Software development, technology and geek stuff
Ruby is a highly dynamic language. As long as the syntax of the code you write is correct, the program will start running until it finishes or reaches a statement that causes a runtime error. The developer have a lot of freedom to choose how the program interact with the different objects. Since there is not static type check ruby community usually relay a lot on unit testing.
When writing ruby you can still benefit from some help. RuboCop is a static code analyzer with a lot of extensions such as RuboCop Rails.
It catches some basic syntax errors, formatting issues and provide insight into best practices. RuboCop has integrations with the most used code editors for ruby development.
It is possible for everyone to write a new cop (extension) and that is what this post is about, we will create it step by step.
Imagine you are dealing with some code like this one.
def calculate_new_value(value)
value * 2
end
array = [1, 2, 3, 4, 5]
result = array.each do |i|
calculate_new_value(i)
end
Any experienced ruby developer will catch the error but it is not trivial if you have never wrote any ruby code. The author of that snippet intended to get the in result an array with the new values produced after calling calculate_new_value, but instead got the original array back.
each returns the collection you are iterating. To collect the new values produced by your calculation you would need to instead call map.
Code like this appear in any large ruby project, and production code is usually more complex. It is useful to have a RuboCop rule to detect when we are assigning the return value of an each block.
In the next section we are going to create a RuboCop extension for that.
The easiest path to start writing a new cop is using rubocop-extension-generator.
rubocop-extension-generator rubocop-each_return
When running this command it produces the basic structure of a gem, with everything prepared for you to start writing your cop. First thing we need to do is to write some unit tests.

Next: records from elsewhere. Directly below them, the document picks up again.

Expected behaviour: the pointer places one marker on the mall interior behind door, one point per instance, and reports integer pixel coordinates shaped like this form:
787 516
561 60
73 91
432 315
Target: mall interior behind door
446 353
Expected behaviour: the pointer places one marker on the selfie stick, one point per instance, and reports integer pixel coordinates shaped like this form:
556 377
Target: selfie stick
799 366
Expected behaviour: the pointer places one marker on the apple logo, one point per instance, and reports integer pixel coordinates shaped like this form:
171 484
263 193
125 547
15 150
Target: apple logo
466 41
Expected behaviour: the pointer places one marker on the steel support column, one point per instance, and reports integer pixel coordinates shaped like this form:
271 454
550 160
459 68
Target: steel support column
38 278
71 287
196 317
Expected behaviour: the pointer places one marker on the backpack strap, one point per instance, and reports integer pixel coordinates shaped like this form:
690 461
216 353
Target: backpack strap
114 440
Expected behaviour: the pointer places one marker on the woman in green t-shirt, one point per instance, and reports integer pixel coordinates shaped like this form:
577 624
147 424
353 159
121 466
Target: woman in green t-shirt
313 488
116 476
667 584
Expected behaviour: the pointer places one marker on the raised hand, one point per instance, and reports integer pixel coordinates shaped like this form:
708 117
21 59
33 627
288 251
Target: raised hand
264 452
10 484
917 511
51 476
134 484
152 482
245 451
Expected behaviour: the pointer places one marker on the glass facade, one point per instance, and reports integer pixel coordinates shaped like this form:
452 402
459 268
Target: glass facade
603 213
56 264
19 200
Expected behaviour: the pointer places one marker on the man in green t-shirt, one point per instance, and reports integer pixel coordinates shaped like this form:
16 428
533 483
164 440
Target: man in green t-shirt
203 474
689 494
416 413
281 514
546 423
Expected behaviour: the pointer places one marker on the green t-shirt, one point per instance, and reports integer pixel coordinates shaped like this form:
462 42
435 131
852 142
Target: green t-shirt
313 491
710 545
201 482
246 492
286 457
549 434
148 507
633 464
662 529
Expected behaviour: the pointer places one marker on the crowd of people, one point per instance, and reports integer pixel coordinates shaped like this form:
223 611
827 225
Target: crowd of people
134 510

RSpec.describe(RuboCop::Cop::EachReturnValue, :config) do
subject(:cop) { described_class.new(config) }
it "adds an offense when using the return value of an each block" do
expect_offense(<<~RUBY)
value = a.each {|x| x}
^^^^^^^^^^^^^^^^^^^^^^ Do not use the return value of .each
RUBY
end
it "adds an offense when using the return value of an each block when calling an array" do
expect_offense(<<~RUBY)
value = [1,2,3].each {|x| x}
^^^^^^^^^^^^^^^^^^^^^^^^^^^^ Do not use the return value of .each
RUBY
end
end
We only need the first test case. I like to add a variation to make sure the code does not assume something very specific of the snippet I’m using in my test.
Now you may be wondering, how we do this? should we use regex? any kind of ruby magic you have not been told yet? We are going to use a representation of the code called AST.
An AST is a tree representation of the code, you can see the representation of your code with a tool called ruby-parse.
➜ ruby-parse -e 'value = a.each {|x| x}'
(lvasgn :value
(block
(send
(send nil :a) :each)
(args
(procarg0
(arg :x)))
(lvar :x)))
As you can imagine this representation helps but it would still be a lot of work to identify the cases we are interested on. RuboCop makes it easier by introducing the Node Pattern.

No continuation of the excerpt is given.